Among the 1000 elements of the resulting vector x, there happen to be $204$ 1s and $796$ 0s; that is about 20%.

table(x)
    x
  0   1 
796 204 

If you regard these 1000 observations as data, you can use them to make a 90% confidence interval for the proportion $p$ of 1s. There are many styles of confidence intervals. According to Wikipedia on 'binomial confidence intervals', the Jeffries CI has good properties (actually 'covering' the true $p$ the 'promised' 90% of the time). Using R, it is also very easy to compute Jeffries CIs. For my sample simulation run, the 90% CI is $(0.171, 0.213),$ which does happen to include $p = 0.20.$

CI.90 = qbeta(c(.05,.95), 192.5, 808.5); CI.90
[1] 0.1721825 0.2131322

Notes: (1) Although the Jeffries interval has excellent frequentist properties, it is based on a Bayesian argument using the Jeffries non-informative prior distribution $\mathsf{Beta}(.5,.5).$

(2) Everything I have shown here involves well-known and often-used ideas of probability and statistics. So the phrase 'original research' does not apply.

0
On

Perhaps the definition of an acceptable sample size $k$ as given in the question is rather unusual. Looking at the practice of confidence intervals, it seems more usual to first define a fixed error bound and then determine what is the minimum value of $n$ such that samples selected using that algorithm have sizes within the error bounds in 95% of the cases.

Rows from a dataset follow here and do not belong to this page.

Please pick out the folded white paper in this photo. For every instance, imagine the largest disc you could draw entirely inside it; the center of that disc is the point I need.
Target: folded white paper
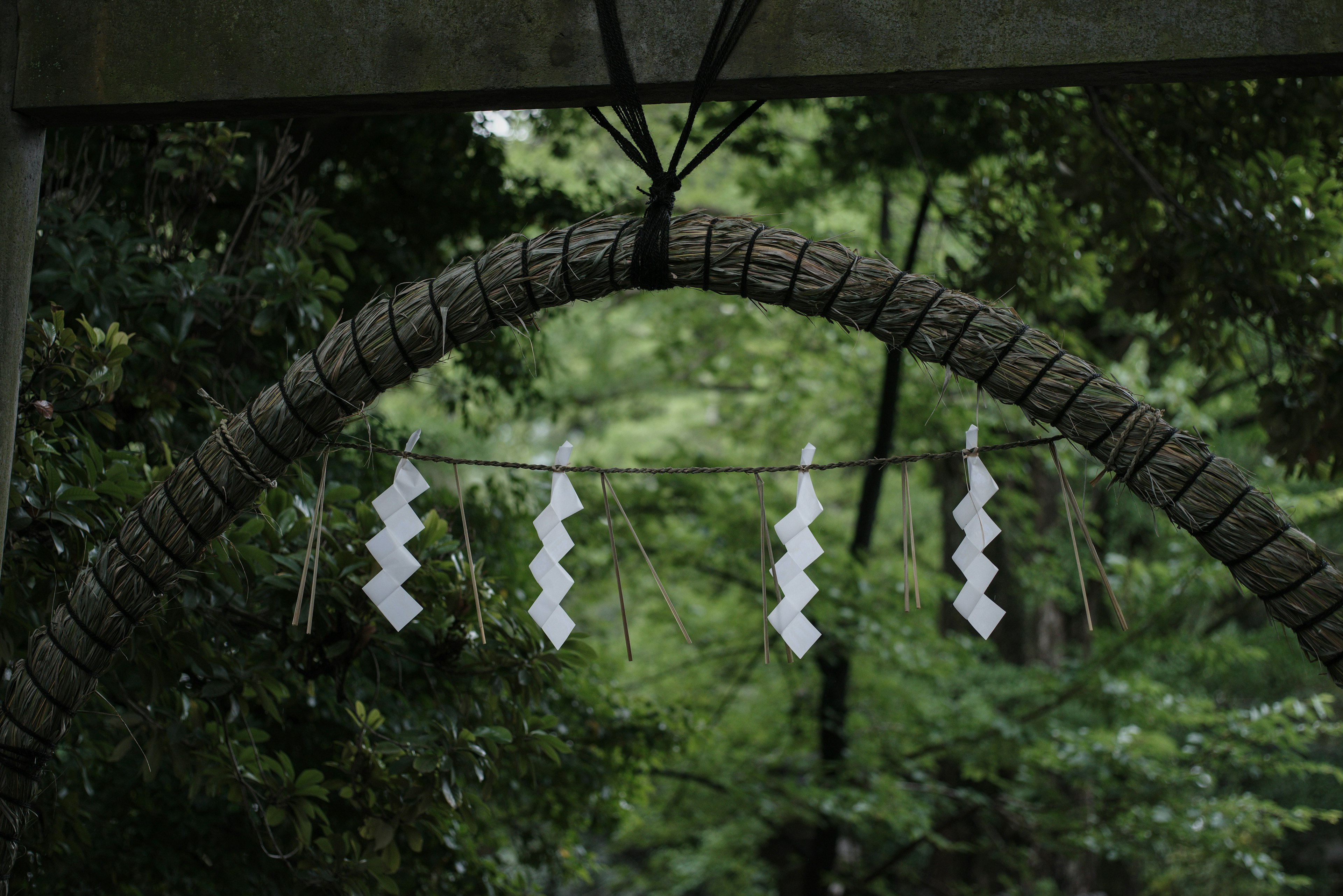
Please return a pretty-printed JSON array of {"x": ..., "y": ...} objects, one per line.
[
  {"x": 389, "y": 546},
  {"x": 973, "y": 604},
  {"x": 802, "y": 550},
  {"x": 555, "y": 543}
]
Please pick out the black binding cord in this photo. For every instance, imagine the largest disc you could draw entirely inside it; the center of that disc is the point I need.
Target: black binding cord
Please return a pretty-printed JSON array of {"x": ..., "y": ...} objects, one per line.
[
  {"x": 485, "y": 296},
  {"x": 1259, "y": 547},
  {"x": 359, "y": 355},
  {"x": 746, "y": 264},
  {"x": 919, "y": 320},
  {"x": 1072, "y": 398},
  {"x": 445, "y": 332},
  {"x": 527, "y": 274},
  {"x": 1189, "y": 483},
  {"x": 649, "y": 263},
  {"x": 135, "y": 562},
  {"x": 708, "y": 253},
  {"x": 293, "y": 410},
  {"x": 214, "y": 487},
  {"x": 616, "y": 246},
  {"x": 965, "y": 328},
  {"x": 886, "y": 300},
  {"x": 797, "y": 269},
  {"x": 1288, "y": 589},
  {"x": 112, "y": 597},
  {"x": 252, "y": 422},
  {"x": 89, "y": 632},
  {"x": 327, "y": 385},
  {"x": 1096, "y": 443},
  {"x": 67, "y": 655},
  {"x": 69, "y": 711},
  {"x": 182, "y": 516},
  {"x": 1040, "y": 378},
  {"x": 1221, "y": 518},
  {"x": 397, "y": 338},
  {"x": 834, "y": 291},
  {"x": 1004, "y": 354},
  {"x": 564, "y": 263},
  {"x": 159, "y": 540},
  {"x": 8, "y": 714}
]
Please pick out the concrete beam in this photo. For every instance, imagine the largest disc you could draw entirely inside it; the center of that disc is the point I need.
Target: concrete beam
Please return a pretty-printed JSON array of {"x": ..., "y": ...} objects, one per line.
[{"x": 119, "y": 61}]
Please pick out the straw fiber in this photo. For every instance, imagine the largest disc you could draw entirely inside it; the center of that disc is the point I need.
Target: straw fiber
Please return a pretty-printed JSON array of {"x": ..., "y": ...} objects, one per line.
[{"x": 393, "y": 338}]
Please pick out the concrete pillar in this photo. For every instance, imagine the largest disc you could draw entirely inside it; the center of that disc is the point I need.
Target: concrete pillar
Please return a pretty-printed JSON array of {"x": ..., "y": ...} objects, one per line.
[{"x": 21, "y": 175}]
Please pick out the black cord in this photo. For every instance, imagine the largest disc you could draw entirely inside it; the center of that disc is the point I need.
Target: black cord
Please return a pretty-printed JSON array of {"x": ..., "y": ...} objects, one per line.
[{"x": 651, "y": 264}]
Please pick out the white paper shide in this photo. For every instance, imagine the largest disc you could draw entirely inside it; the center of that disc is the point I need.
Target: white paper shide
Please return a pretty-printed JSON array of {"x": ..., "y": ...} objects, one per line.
[
  {"x": 973, "y": 604},
  {"x": 555, "y": 543},
  {"x": 389, "y": 547},
  {"x": 802, "y": 550}
]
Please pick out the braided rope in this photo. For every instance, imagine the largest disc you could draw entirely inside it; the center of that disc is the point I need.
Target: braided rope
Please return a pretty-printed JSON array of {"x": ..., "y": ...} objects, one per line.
[{"x": 1164, "y": 467}]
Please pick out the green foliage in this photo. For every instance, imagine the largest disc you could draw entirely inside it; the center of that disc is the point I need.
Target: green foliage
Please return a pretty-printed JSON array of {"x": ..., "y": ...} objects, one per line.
[
  {"x": 232, "y": 750},
  {"x": 1215, "y": 209}
]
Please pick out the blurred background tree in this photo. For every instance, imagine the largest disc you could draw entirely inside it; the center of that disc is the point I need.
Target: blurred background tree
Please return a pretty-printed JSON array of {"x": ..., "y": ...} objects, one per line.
[{"x": 1181, "y": 236}]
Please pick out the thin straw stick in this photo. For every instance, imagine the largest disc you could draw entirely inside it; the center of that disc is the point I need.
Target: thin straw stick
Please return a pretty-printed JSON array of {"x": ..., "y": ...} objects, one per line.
[
  {"x": 1068, "y": 514},
  {"x": 318, "y": 549},
  {"x": 904, "y": 526},
  {"x": 470, "y": 561},
  {"x": 656, "y": 578},
  {"x": 765, "y": 606},
  {"x": 914, "y": 542},
  {"x": 616, "y": 562},
  {"x": 1100, "y": 567},
  {"x": 308, "y": 553}
]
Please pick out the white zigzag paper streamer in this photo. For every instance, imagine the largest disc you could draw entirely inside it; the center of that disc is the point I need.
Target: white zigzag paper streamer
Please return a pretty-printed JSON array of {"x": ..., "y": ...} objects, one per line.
[
  {"x": 389, "y": 546},
  {"x": 973, "y": 604},
  {"x": 802, "y": 550},
  {"x": 555, "y": 543}
]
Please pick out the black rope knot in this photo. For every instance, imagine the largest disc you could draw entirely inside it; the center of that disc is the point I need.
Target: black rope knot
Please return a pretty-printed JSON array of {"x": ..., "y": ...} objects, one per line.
[
  {"x": 651, "y": 266},
  {"x": 663, "y": 193}
]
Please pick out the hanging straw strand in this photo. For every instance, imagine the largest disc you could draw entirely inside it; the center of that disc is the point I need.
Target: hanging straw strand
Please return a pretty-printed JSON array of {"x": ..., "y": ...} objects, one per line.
[
  {"x": 1072, "y": 534},
  {"x": 308, "y": 553},
  {"x": 774, "y": 577},
  {"x": 765, "y": 605},
  {"x": 1091, "y": 546},
  {"x": 616, "y": 563},
  {"x": 656, "y": 577},
  {"x": 318, "y": 549},
  {"x": 470, "y": 561}
]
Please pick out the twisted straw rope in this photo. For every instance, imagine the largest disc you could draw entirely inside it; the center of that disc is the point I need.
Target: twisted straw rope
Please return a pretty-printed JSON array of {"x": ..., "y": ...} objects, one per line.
[
  {"x": 390, "y": 341},
  {"x": 661, "y": 471}
]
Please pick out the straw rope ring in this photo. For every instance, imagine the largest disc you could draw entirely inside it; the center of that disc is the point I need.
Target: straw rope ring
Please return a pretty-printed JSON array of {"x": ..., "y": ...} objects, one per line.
[{"x": 389, "y": 341}]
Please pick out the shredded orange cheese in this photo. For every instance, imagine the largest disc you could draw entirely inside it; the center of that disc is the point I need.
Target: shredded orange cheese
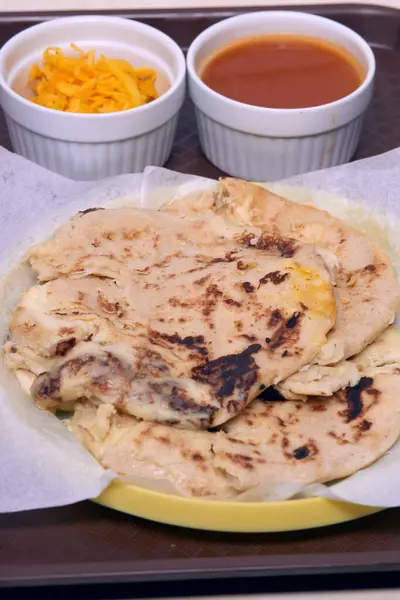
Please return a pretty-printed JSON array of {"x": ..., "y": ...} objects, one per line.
[{"x": 81, "y": 84}]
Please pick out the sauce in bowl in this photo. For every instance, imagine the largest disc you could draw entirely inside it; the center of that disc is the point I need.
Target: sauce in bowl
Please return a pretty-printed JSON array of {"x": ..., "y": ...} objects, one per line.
[{"x": 283, "y": 71}]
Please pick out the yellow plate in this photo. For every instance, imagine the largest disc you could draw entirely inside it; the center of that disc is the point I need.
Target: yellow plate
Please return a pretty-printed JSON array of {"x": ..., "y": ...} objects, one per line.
[{"x": 289, "y": 515}]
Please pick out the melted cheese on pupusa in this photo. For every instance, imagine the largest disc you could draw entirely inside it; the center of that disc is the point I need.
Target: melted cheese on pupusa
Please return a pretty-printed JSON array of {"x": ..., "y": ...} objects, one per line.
[{"x": 170, "y": 317}]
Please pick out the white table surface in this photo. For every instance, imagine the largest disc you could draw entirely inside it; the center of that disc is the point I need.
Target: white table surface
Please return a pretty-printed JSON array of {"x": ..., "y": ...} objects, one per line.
[{"x": 42, "y": 5}]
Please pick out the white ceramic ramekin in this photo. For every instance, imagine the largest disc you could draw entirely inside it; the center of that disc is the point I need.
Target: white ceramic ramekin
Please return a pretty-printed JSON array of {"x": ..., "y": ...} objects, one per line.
[
  {"x": 82, "y": 146},
  {"x": 264, "y": 144}
]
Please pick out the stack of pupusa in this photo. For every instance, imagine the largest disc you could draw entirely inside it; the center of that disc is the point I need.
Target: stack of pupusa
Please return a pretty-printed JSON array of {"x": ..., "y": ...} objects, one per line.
[{"x": 156, "y": 327}]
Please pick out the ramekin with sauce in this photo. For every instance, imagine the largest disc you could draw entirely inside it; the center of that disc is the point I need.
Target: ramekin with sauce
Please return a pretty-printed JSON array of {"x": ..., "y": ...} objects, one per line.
[
  {"x": 91, "y": 146},
  {"x": 268, "y": 142}
]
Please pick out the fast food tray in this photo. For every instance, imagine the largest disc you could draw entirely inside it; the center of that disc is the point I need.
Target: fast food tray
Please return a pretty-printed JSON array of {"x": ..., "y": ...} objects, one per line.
[{"x": 87, "y": 543}]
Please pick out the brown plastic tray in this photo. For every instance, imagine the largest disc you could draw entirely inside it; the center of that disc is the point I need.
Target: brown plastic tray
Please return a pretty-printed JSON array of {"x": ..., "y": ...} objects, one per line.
[{"x": 85, "y": 543}]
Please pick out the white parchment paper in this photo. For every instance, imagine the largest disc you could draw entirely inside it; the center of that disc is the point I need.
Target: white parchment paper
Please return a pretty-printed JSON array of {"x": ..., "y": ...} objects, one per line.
[{"x": 41, "y": 464}]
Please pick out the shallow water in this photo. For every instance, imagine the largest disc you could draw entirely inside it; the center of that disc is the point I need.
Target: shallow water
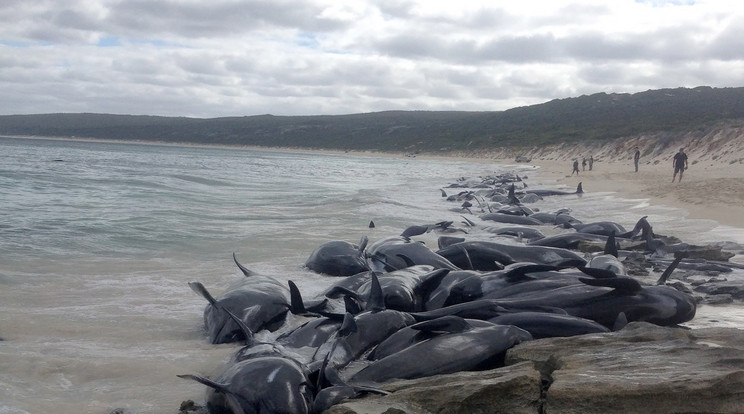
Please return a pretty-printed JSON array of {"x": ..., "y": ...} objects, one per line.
[{"x": 99, "y": 240}]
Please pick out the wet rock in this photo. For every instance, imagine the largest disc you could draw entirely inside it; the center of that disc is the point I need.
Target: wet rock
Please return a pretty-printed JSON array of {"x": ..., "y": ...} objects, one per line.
[
  {"x": 190, "y": 407},
  {"x": 515, "y": 389},
  {"x": 636, "y": 264},
  {"x": 641, "y": 369},
  {"x": 719, "y": 299},
  {"x": 735, "y": 289}
]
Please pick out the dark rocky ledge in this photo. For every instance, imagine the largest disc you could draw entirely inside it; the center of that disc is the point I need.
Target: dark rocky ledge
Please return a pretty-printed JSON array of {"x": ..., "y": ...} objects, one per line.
[{"x": 642, "y": 368}]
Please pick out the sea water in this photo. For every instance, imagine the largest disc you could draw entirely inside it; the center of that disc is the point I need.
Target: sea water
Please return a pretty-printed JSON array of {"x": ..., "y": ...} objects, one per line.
[{"x": 99, "y": 240}]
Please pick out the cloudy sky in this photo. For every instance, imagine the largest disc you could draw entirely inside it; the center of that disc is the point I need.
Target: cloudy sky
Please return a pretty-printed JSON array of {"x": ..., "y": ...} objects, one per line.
[{"x": 290, "y": 57}]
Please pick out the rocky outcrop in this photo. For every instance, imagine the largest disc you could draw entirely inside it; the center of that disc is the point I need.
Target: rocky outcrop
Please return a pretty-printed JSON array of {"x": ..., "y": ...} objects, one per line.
[{"x": 643, "y": 368}]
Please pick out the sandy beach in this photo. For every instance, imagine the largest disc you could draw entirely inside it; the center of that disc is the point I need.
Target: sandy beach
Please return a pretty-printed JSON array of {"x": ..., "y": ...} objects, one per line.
[
  {"x": 712, "y": 187},
  {"x": 708, "y": 190}
]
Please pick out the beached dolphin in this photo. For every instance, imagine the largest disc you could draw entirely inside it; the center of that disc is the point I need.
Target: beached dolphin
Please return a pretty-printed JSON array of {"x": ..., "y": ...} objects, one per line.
[
  {"x": 484, "y": 255},
  {"x": 510, "y": 218},
  {"x": 546, "y": 193},
  {"x": 338, "y": 258},
  {"x": 404, "y": 290},
  {"x": 395, "y": 253},
  {"x": 522, "y": 232},
  {"x": 271, "y": 384},
  {"x": 261, "y": 302},
  {"x": 549, "y": 325},
  {"x": 476, "y": 346}
]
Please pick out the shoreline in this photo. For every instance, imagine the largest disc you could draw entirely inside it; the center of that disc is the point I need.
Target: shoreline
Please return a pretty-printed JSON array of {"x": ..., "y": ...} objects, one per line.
[
  {"x": 712, "y": 187},
  {"x": 707, "y": 191}
]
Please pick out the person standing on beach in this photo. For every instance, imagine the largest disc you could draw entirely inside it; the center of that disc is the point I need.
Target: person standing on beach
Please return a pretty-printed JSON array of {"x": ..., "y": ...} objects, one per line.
[
  {"x": 636, "y": 158},
  {"x": 679, "y": 163}
]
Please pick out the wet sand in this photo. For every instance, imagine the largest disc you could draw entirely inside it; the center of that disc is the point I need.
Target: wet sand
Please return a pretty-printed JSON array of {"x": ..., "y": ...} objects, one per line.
[{"x": 708, "y": 190}]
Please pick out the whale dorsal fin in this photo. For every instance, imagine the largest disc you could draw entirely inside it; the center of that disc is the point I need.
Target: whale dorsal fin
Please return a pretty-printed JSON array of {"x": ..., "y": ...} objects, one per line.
[
  {"x": 611, "y": 245},
  {"x": 626, "y": 285},
  {"x": 597, "y": 273},
  {"x": 445, "y": 324},
  {"x": 376, "y": 301},
  {"x": 199, "y": 288},
  {"x": 242, "y": 268}
]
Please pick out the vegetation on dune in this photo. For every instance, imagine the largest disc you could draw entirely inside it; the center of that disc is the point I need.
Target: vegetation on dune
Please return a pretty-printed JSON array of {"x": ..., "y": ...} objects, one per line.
[{"x": 598, "y": 117}]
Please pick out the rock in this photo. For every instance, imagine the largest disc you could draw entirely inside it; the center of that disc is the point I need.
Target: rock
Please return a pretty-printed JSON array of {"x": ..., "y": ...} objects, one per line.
[
  {"x": 190, "y": 407},
  {"x": 719, "y": 299},
  {"x": 733, "y": 288},
  {"x": 514, "y": 389},
  {"x": 641, "y": 369}
]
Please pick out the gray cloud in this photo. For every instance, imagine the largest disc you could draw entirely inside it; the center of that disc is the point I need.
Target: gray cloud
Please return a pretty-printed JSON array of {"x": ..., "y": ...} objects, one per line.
[{"x": 235, "y": 57}]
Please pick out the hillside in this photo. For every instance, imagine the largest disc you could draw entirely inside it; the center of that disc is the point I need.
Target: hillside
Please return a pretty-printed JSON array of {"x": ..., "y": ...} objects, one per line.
[{"x": 598, "y": 118}]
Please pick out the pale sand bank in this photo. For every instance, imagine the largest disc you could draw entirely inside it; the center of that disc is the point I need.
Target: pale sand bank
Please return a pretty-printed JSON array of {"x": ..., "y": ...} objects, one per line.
[
  {"x": 708, "y": 190},
  {"x": 712, "y": 187}
]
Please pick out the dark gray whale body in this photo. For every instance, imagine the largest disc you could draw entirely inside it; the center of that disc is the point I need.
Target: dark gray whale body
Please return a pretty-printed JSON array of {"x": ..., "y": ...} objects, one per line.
[
  {"x": 338, "y": 258},
  {"x": 478, "y": 346},
  {"x": 261, "y": 302},
  {"x": 483, "y": 255}
]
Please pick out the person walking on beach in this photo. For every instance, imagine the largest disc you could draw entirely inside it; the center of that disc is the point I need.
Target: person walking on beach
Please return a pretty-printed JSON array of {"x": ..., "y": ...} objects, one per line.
[
  {"x": 636, "y": 158},
  {"x": 679, "y": 163},
  {"x": 576, "y": 167}
]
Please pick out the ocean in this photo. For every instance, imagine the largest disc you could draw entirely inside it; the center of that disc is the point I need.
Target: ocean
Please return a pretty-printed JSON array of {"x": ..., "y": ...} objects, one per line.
[{"x": 98, "y": 241}]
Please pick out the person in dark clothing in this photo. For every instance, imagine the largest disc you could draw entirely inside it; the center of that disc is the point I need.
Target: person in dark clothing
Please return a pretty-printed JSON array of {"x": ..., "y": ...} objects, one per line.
[
  {"x": 636, "y": 158},
  {"x": 679, "y": 163},
  {"x": 576, "y": 167}
]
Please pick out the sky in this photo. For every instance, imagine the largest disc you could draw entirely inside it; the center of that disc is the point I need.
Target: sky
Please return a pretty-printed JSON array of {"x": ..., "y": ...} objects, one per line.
[{"x": 215, "y": 58}]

For given values of $n$ and $p$, the sizes that fit within the bounds are the set K: $$ K_{n, p} = \left\{ k \in \Bbb N: \left\vert \frac kn - p \right\vert < error \right\}$$

By the binomial distribution, the probability that a size is in that set is: $$\sum_{k \in K} \binom{n}{k}p^k(1-p)^{n-k}$$

One can use the bisection method to find the lowest integer value of $n$ that makes that sum not less than 0.95. That way one can get the picture below:

confidence of Bernoulli sampling

For $p = 0.0$ and $p = 1.00$ the algorithm delivers exact results for all $n$'s. The $p$'s in between are shown. Note that $error=0.005$ is an order of magnitude smaller than the one in the question. If $100p$ is an integer percentage, $|k - np| < 0.005\cdot n$ guarantees that the integers are equal.